The arrangements you see on television are referred to as contingency arrangements. The lawyer only gets paid for their time if they win the case for you. On average, a contingency case would require you to give up around 33 percent of your compensation. It still sounds like a great deal until you realize that the contingency fee arrangement does not cover expenses.
Each personal injury law firm handles these situations differently, so it is a good idea for you to talk to several firms before you decide which one to work with. The 33 percent contingency fee covers the lawyer's time and allows the case to get started without you having to pay anything up front, but it often does not cover expenses.
Expenses include court filing fees, expert testimony, and expenses associated with any travel the attorney has to do for your case. Before the attorney takes their 33 percent contingency fee, they will deduct their expenses from your settlement. If your settlement is $5,000.00 and the attorney has $1,000.00 in expenses, then the $1,000.00 gets subtracted from the $5,000.00 and the 33 percent comes out of the remaining $4,000.00. The contingency fee would be around $1,300.00, which leaves you $2,700.00.

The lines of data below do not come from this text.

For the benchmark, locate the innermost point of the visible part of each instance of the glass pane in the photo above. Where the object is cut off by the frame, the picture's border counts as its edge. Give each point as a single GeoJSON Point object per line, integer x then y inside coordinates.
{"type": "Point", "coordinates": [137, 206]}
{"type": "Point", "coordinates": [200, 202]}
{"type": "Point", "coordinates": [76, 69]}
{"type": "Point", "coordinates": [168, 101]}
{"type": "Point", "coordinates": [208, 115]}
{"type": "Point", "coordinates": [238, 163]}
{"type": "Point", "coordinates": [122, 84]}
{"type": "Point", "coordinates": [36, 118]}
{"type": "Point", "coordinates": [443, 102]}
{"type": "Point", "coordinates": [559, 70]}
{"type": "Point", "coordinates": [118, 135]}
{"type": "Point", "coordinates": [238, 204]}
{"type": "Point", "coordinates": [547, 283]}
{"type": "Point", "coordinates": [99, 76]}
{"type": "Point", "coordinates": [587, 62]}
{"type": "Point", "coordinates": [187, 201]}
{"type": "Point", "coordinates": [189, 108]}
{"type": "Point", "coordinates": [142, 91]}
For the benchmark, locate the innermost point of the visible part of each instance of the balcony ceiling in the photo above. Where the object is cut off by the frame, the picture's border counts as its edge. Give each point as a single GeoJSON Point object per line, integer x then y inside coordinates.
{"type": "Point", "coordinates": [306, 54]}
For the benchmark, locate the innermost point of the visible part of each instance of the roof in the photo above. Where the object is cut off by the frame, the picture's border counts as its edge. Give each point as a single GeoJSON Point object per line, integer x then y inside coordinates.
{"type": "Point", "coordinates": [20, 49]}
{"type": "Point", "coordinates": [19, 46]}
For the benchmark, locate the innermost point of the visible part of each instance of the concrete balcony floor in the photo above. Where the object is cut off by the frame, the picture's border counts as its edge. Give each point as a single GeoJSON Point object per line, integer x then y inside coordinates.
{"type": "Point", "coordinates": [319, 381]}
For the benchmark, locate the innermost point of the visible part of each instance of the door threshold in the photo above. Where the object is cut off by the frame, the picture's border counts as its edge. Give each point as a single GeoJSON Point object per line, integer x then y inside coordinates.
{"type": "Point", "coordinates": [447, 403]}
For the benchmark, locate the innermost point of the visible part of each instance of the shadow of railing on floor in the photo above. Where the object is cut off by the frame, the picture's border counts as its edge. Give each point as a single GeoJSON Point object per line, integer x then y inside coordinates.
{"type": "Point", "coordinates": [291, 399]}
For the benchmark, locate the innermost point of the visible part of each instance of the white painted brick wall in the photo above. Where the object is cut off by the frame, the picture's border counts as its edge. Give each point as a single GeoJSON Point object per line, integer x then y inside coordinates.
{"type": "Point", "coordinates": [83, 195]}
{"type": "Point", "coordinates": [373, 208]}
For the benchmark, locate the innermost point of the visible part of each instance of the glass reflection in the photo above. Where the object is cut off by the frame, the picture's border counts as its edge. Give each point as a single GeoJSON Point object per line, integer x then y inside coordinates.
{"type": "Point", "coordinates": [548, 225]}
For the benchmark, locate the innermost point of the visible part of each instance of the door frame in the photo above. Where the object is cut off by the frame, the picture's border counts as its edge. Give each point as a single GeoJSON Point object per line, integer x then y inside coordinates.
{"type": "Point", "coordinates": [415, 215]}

It still sounds like a good deal, but what if the attorney does not get you any compensation? With some firms, you might be billed for the $1,000.00 and expected to pay it. This is why you should always be sure to get all of the fees the attorney is going to charge in writing before the case begins.
If your case is small, maybe a $1,000.00 settlement or less, and you feel you deserve more then you might be better off taking the insurance company to small claims court on your own. With smaller cases, you might wind up in debt to your attorney even if you win because of expenses and attorney fees.
What if the insurance company offers you a large settlement, but you feel it should be more? At this point you have to decide if attorney's expenses and fees are worth trying to take the insurance company to court. In the end, you could win but still wind up with considerably less than the original settlement. Sometimes it is best to look at a situation objectively and do the math to decide whether or not you should hire a lawyer.
In most cases, even with a contingency fee agreement, there is going to be some sort of cost associated with your personal injury claim. When you talk to personal injury lawyers about your case, you need to get all of their fees in writing and then decide whether or not hiring a lawyer is the best path for you to take.